Turns out that when large language models (“LLMS”) get larger, they get better at certain tasks and worse on others.
Researchers in a group called BigScience found that feeding LLMs more data made them better at solving difficult questions – likely those that required access to that greater data and commensurate prior learning – but at the cost of delivering reliably accurate answers to simpler ones.
The chatbots also got more reckless in their willingness to tee-up those potentially wrong answers.
I can’t help but think of an otherwise smart human friend who gets more philosophically broad and sloppily stupid after a few cocktails.
The scientists can’t explain the cause of this degraded chatbot performance, as the machinations of evermore complex LLMs make such cause/effect assessments more inscrutable.
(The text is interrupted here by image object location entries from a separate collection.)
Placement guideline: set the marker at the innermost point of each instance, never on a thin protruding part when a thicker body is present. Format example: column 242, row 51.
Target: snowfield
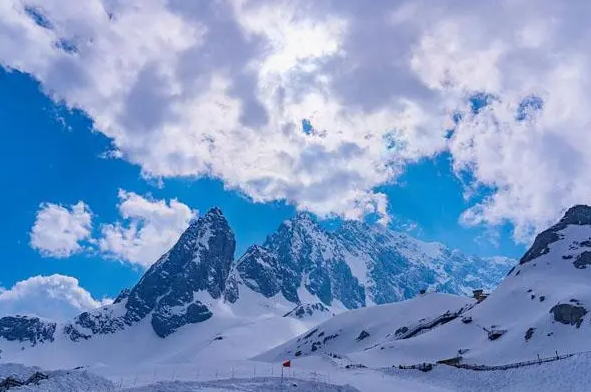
column 540, row 310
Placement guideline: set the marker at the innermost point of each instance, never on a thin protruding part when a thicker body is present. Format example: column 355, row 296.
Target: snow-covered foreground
column 314, row 374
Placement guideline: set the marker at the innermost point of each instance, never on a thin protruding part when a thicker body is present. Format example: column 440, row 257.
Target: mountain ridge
column 301, row 266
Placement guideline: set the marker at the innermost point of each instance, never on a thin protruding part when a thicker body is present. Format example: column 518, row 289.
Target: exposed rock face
column 299, row 254
column 569, row 314
column 355, row 264
column 583, row 260
column 399, row 266
column 124, row 294
column 26, row 329
column 309, row 310
column 259, row 270
column 577, row 215
column 353, row 267
column 200, row 261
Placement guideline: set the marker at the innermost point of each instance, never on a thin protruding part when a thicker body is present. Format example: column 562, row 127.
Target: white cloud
column 56, row 297
column 59, row 231
column 150, row 228
column 220, row 88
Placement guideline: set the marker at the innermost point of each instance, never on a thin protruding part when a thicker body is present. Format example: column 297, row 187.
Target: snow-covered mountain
column 359, row 265
column 540, row 308
column 301, row 271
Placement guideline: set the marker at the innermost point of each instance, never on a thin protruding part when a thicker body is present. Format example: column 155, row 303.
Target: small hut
column 479, row 295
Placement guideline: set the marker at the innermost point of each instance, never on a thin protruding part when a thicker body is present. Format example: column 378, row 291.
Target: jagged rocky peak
column 27, row 329
column 199, row 261
column 579, row 215
column 258, row 270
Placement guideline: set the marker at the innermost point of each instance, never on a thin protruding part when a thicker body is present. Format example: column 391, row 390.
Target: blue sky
column 53, row 155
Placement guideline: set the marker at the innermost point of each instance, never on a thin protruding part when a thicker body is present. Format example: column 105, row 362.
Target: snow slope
column 540, row 308
column 363, row 329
They suspect that it has something to do with user variables like query structure (wording, length, order) or maybe how the results themselves are evaluated, as if a looser definition of accuracy or truth would improve our satisfaction with the outcomes.
The happyspeak technical term for such gyrations is “reliability fluctuations.”
So, don’t worry about the drunken friend’s reasoning…just smile at the entertaining outbursts and shrug at the blather. Take it all in with a grain of salt.
This sure seems to challenge the merits of gigantic, all-seeing and knowing AIs that will make difficult decisions for us.
It also begs questions about why the leading tech toffs are forever searching for more data to vacuum into their ever-bigger LLMs. There’s a mad dash to achieve artificial general intelligence (“AGI”) because it’s assumed there’s some point of hugeness and complexity that will yield a computer that thinks and responds like a human being.
Now we know that the faux person might be a loud drunk.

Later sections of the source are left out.